3. D'autre part, l'article R. 776-9 du code de l'entrée et du séjour des étrangers et du droit d'asile dispose : " Le délai d'appel est d'un mois. Il court à compter du jour où le jugement a été notifié à la partie intéressée. Cette notification mentionne la possibilité de faire appel et le délai dans lequel cette voie de recours peut être exercée". Il ressort des pièces du dossier de première instance que M. C...a reçu notification du jugement attaqué le 5 mars 2018. Il disposait, pour faire appel de ce jugement, d'un délai franc d'un mois à compter de cette date. Par suite, la préfète de Seine-et-Marne n'est pas fondée à soutenir que la requête de M. C..., enregistrée au greffe de la Cour le 5 avril 2018, serait irrecevable faute d'avoir été présentée dans le délai d'appel.
Sur le bien-fondé du jugement :
4. En premier lieu, l'arrêté attaqué vise les textes dont il fait application, notamment l'article L. 511-1 I 1° du code de l'entrée et du séjour des étrangers et du droit d'asile. Il fait état des éléments de fait précis relatifs à la situation de M. C..., son entrée et son séjour irrégulier, ainsi que l'absence de preuve qu'il contribue à l'entretien et à l'éducation de son enfant mineur, qui fondent la décision attaquée. Par suite, l'arrêté attaqué comporte l'énoncé des considérations de fait et de droit qui en constituent le fondement et est suffisamment motivé. Il ressort de cette motivation que le moyen tiré de ce que la préfète aurait entaché la décision contestée d'un défaut d'examen de la situation personnelle de l'intéressé doit également être écarté.

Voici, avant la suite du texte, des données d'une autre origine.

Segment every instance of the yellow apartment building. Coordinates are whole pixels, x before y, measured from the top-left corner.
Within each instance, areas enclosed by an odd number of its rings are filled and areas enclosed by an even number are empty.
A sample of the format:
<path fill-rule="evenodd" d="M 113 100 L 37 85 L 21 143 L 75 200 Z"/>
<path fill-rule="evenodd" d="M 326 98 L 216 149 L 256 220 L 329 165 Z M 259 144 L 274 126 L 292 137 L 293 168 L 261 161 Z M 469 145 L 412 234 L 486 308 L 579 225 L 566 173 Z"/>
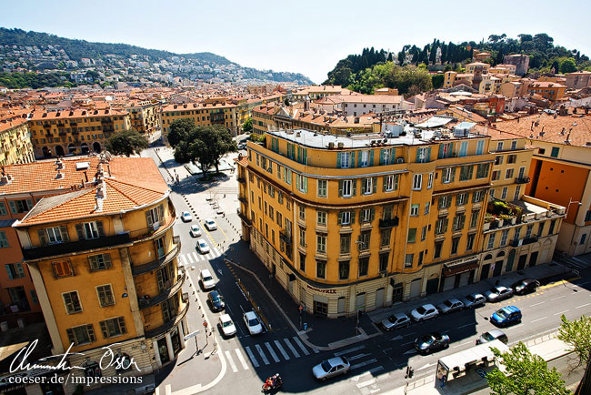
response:
<path fill-rule="evenodd" d="M 33 112 L 29 127 L 37 158 L 101 152 L 114 133 L 131 128 L 127 111 L 75 109 Z"/>
<path fill-rule="evenodd" d="M 88 170 L 95 176 L 43 198 L 13 227 L 53 353 L 84 351 L 70 356 L 85 367 L 74 375 L 145 375 L 176 358 L 188 330 L 175 208 L 152 159 L 101 156 Z M 140 371 L 101 368 L 113 343 Z"/>

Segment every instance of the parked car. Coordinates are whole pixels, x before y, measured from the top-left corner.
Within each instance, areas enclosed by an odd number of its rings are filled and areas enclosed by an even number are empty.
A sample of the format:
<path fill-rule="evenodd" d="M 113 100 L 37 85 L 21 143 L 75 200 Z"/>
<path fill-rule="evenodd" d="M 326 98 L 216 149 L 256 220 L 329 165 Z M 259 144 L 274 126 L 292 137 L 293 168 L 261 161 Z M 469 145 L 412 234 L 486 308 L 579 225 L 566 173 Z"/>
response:
<path fill-rule="evenodd" d="M 188 211 L 183 211 L 181 213 L 181 219 L 183 222 L 191 222 L 193 220 L 193 216 L 191 216 L 191 213 Z"/>
<path fill-rule="evenodd" d="M 251 335 L 263 333 L 263 325 L 261 325 L 261 321 L 258 319 L 258 317 L 256 317 L 256 314 L 255 314 L 255 311 L 246 311 L 243 315 L 243 318 L 245 319 L 245 324 L 246 324 L 246 328 L 248 329 L 248 333 Z"/>
<path fill-rule="evenodd" d="M 417 322 L 429 319 L 435 319 L 438 315 L 439 312 L 432 304 L 423 305 L 410 312 L 410 316 Z"/>
<path fill-rule="evenodd" d="M 437 305 L 437 309 L 441 312 L 441 314 L 448 314 L 454 311 L 459 311 L 462 309 L 464 309 L 464 303 L 456 298 L 444 300 L 443 303 Z"/>
<path fill-rule="evenodd" d="M 499 327 L 506 327 L 521 321 L 521 310 L 515 306 L 506 306 L 490 316 L 490 321 Z"/>
<path fill-rule="evenodd" d="M 511 286 L 516 295 L 525 295 L 526 293 L 536 292 L 536 289 L 540 286 L 540 282 L 534 279 L 523 279 Z"/>
<path fill-rule="evenodd" d="M 386 330 L 405 328 L 410 325 L 410 318 L 405 313 L 394 313 L 382 321 L 382 327 Z"/>
<path fill-rule="evenodd" d="M 430 354 L 449 346 L 449 336 L 431 332 L 415 340 L 415 349 L 421 354 Z"/>
<path fill-rule="evenodd" d="M 209 246 L 205 238 L 199 238 L 197 240 L 197 249 L 202 254 L 207 254 L 209 252 Z"/>
<path fill-rule="evenodd" d="M 504 331 L 501 329 L 492 329 L 487 332 L 483 333 L 478 339 L 476 339 L 476 346 L 478 344 L 487 343 L 496 339 L 499 339 L 505 344 L 508 343 L 509 339 L 506 337 Z"/>
<path fill-rule="evenodd" d="M 351 370 L 351 364 L 345 357 L 335 357 L 330 360 L 323 360 L 318 365 L 312 368 L 312 374 L 315 378 L 326 380 L 331 377 L 346 374 Z"/>
<path fill-rule="evenodd" d="M 498 285 L 485 292 L 485 296 L 489 302 L 498 302 L 511 298 L 513 289 Z"/>
<path fill-rule="evenodd" d="M 207 295 L 207 301 L 209 302 L 209 307 L 213 311 L 222 311 L 225 309 L 225 303 L 224 303 L 224 298 L 216 290 L 209 292 Z"/>
<path fill-rule="evenodd" d="M 198 225 L 191 225 L 191 230 L 189 230 L 189 233 L 192 237 L 198 238 L 201 236 L 201 228 Z"/>
<path fill-rule="evenodd" d="M 217 229 L 217 224 L 212 218 L 205 219 L 205 228 L 207 228 L 207 230 L 215 230 L 215 229 Z"/>
<path fill-rule="evenodd" d="M 222 314 L 219 316 L 219 327 L 222 329 L 224 336 L 229 338 L 236 334 L 236 327 L 234 325 L 234 321 L 227 314 Z"/>
<path fill-rule="evenodd" d="M 479 293 L 472 293 L 462 299 L 462 302 L 466 309 L 476 309 L 484 306 L 486 303 L 486 298 Z"/>
<path fill-rule="evenodd" d="M 204 268 L 199 272 L 199 281 L 201 281 L 201 285 L 203 286 L 204 289 L 211 289 L 215 288 L 215 279 L 207 268 Z"/>

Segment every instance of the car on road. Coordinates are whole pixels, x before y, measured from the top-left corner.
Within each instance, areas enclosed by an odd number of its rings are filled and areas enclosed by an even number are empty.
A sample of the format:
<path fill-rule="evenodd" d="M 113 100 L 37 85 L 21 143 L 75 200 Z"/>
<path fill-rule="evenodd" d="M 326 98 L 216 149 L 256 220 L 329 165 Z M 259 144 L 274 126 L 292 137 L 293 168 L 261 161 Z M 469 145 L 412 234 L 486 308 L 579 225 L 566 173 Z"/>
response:
<path fill-rule="evenodd" d="M 201 236 L 201 229 L 198 225 L 191 225 L 191 230 L 189 230 L 189 233 L 192 237 L 198 238 Z"/>
<path fill-rule="evenodd" d="M 513 296 L 513 289 L 497 285 L 485 292 L 485 296 L 489 302 L 498 302 L 511 298 Z"/>
<path fill-rule="evenodd" d="M 534 279 L 523 279 L 514 283 L 511 288 L 516 295 L 525 295 L 526 293 L 536 292 L 536 289 L 540 286 L 540 282 Z"/>
<path fill-rule="evenodd" d="M 207 228 L 207 230 L 215 230 L 215 229 L 217 229 L 217 224 L 212 218 L 205 219 L 205 228 Z"/>
<path fill-rule="evenodd" d="M 449 336 L 442 335 L 439 332 L 431 332 L 415 340 L 415 349 L 420 354 L 430 354 L 447 346 L 449 346 Z"/>
<path fill-rule="evenodd" d="M 464 309 L 464 303 L 460 299 L 456 298 L 448 299 L 444 300 L 443 303 L 437 305 L 437 309 L 441 314 L 448 314 L 454 311 L 459 311 Z"/>
<path fill-rule="evenodd" d="M 410 312 L 410 316 L 416 321 L 424 321 L 429 319 L 435 319 L 439 315 L 439 311 L 432 304 L 426 304 L 415 309 Z"/>
<path fill-rule="evenodd" d="M 199 281 L 204 289 L 212 289 L 215 288 L 215 279 L 208 268 L 204 268 L 199 272 Z"/>
<path fill-rule="evenodd" d="M 225 309 L 224 298 L 222 298 L 222 295 L 216 290 L 213 290 L 207 294 L 207 302 L 209 302 L 209 307 L 213 311 L 222 311 Z"/>
<path fill-rule="evenodd" d="M 521 310 L 515 306 L 506 306 L 490 316 L 490 321 L 499 327 L 506 327 L 521 321 Z"/>
<path fill-rule="evenodd" d="M 236 334 L 236 327 L 234 325 L 234 321 L 228 314 L 222 314 L 219 316 L 219 327 L 222 329 L 222 333 L 226 338 L 234 336 Z"/>
<path fill-rule="evenodd" d="M 466 309 L 476 309 L 484 306 L 486 303 L 486 298 L 479 293 L 471 293 L 463 298 L 462 302 Z"/>
<path fill-rule="evenodd" d="M 251 335 L 263 333 L 263 325 L 258 319 L 258 317 L 256 317 L 256 314 L 255 314 L 255 311 L 246 311 L 243 315 L 243 318 L 245 319 L 245 324 L 246 324 L 246 328 L 248 329 L 248 333 Z"/>
<path fill-rule="evenodd" d="M 205 238 L 199 238 L 197 240 L 197 249 L 202 254 L 207 254 L 209 252 L 209 246 Z"/>
<path fill-rule="evenodd" d="M 331 377 L 346 374 L 351 370 L 349 360 L 345 357 L 335 357 L 330 360 L 323 360 L 318 365 L 312 368 L 312 374 L 315 378 L 326 380 Z"/>
<path fill-rule="evenodd" d="M 386 330 L 406 328 L 411 323 L 410 318 L 405 313 L 394 313 L 387 319 L 382 320 L 382 328 Z"/>
<path fill-rule="evenodd" d="M 188 211 L 183 211 L 181 213 L 181 219 L 183 222 L 191 222 L 193 220 L 193 216 L 191 216 L 191 213 Z"/>
<path fill-rule="evenodd" d="M 487 332 L 483 333 L 477 339 L 476 339 L 476 346 L 478 344 L 483 344 L 483 343 L 487 343 L 489 341 L 496 340 L 499 339 L 505 344 L 509 342 L 509 339 L 506 337 L 504 331 L 501 329 L 492 329 Z"/>

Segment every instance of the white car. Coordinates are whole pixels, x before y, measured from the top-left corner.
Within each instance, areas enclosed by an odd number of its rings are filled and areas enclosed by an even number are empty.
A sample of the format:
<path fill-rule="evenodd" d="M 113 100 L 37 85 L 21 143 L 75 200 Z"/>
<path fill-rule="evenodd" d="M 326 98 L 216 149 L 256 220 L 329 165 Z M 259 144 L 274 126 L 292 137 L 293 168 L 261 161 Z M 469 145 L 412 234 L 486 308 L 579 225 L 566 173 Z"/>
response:
<path fill-rule="evenodd" d="M 219 327 L 222 329 L 224 336 L 229 338 L 236 334 L 236 327 L 234 325 L 234 321 L 227 314 L 222 314 L 219 317 Z"/>
<path fill-rule="evenodd" d="M 429 319 L 435 319 L 439 315 L 439 311 L 432 304 L 423 305 L 411 311 L 410 316 L 416 321 L 424 321 Z"/>
<path fill-rule="evenodd" d="M 246 328 L 248 328 L 248 332 L 251 335 L 263 333 L 263 325 L 261 325 L 261 321 L 258 319 L 258 317 L 256 317 L 256 314 L 255 314 L 255 311 L 246 311 L 243 318 L 245 319 Z"/>
<path fill-rule="evenodd" d="M 194 238 L 198 238 L 199 236 L 201 236 L 201 229 L 197 225 L 191 225 L 191 230 L 189 230 L 189 233 Z"/>
<path fill-rule="evenodd" d="M 181 219 L 183 219 L 183 222 L 191 222 L 193 220 L 193 217 L 191 216 L 190 212 L 183 211 L 181 213 Z"/>
<path fill-rule="evenodd" d="M 209 252 L 209 246 L 205 238 L 199 238 L 197 240 L 197 249 L 202 254 L 207 254 Z"/>
<path fill-rule="evenodd" d="M 217 228 L 217 224 L 212 218 L 205 219 L 205 225 L 207 230 L 215 230 Z"/>
<path fill-rule="evenodd" d="M 199 281 L 201 281 L 204 289 L 215 288 L 215 279 L 214 279 L 214 276 L 211 275 L 211 272 L 206 268 L 204 268 L 199 272 Z"/>

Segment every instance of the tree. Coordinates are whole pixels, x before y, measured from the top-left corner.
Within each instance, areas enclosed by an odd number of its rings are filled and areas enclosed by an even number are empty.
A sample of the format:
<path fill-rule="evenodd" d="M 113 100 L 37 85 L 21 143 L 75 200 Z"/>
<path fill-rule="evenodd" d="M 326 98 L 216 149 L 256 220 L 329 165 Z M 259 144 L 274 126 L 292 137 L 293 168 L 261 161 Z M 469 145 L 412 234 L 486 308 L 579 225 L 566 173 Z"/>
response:
<path fill-rule="evenodd" d="M 519 342 L 507 352 L 493 348 L 495 356 L 505 365 L 504 373 L 498 369 L 486 375 L 488 386 L 494 395 L 566 395 L 565 388 L 556 368 L 548 370 L 548 364 L 539 355 L 532 354 L 525 344 Z"/>
<path fill-rule="evenodd" d="M 571 350 L 578 357 L 578 364 L 589 363 L 591 353 L 591 317 L 582 316 L 580 319 L 569 321 L 563 314 L 560 317 L 562 324 L 556 336 L 565 343 L 571 346 Z"/>
<path fill-rule="evenodd" d="M 122 130 L 111 136 L 105 147 L 112 154 L 131 157 L 147 148 L 148 141 L 135 130 Z"/>

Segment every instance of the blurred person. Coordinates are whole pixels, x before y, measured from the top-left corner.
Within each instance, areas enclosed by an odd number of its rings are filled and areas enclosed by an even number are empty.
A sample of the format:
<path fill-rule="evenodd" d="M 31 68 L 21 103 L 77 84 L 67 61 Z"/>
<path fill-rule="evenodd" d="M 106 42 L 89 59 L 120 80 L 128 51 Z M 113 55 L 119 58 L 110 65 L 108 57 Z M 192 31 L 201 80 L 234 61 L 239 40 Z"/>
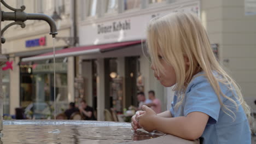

5. En deuxième lieu, l'article L. 511-4 du code de l'entrée du séjour des étrangers et du droit d'asile dispose : " Ne peuvent faire l'objet d'une obligation de quitter le territoire français : (...) 4° L'étranger qui réside habituellement en France depuis plus de dix ans, sauf s'il a été, pendant toute cette période, titulaire d'une carte de séjour temporaire portant la mention " étudiant " (...) 11° Le ressortissant d'un Etat membre de l'Union européenne (...) ainsi que les membres de sa famille qui bénéficient du droit au séjour permanent prévu par l'article L. 122-1 (...) ". M. C...fait valoir qu'il réside en France depuis presque neuf ans et est le père d'une enfant née le 21 mai 2015 à Villeneuve-Saint-Georges de MmeD..., de nationalité espagnole, et qu'un jugement du tribunal de grande instance de Créteil du 5 août 2016 lui a reconnu l'autorité parentale conjointe et un droit de visite médiatisé sur cette enfant. Toutefois, alors que M. C...ne démontre même pas la nationalité espagnole de sa fille, il ne ressort pas des pièces du dossier qu'il se trouverait dans l'un des cas prévus par les dispositions de l'article L. 511-4 du code de l'entrée du séjour des étrangers et du droit d'asile où la préfète ne pouvait légalement prononcer une obligation de quitter le territoire français.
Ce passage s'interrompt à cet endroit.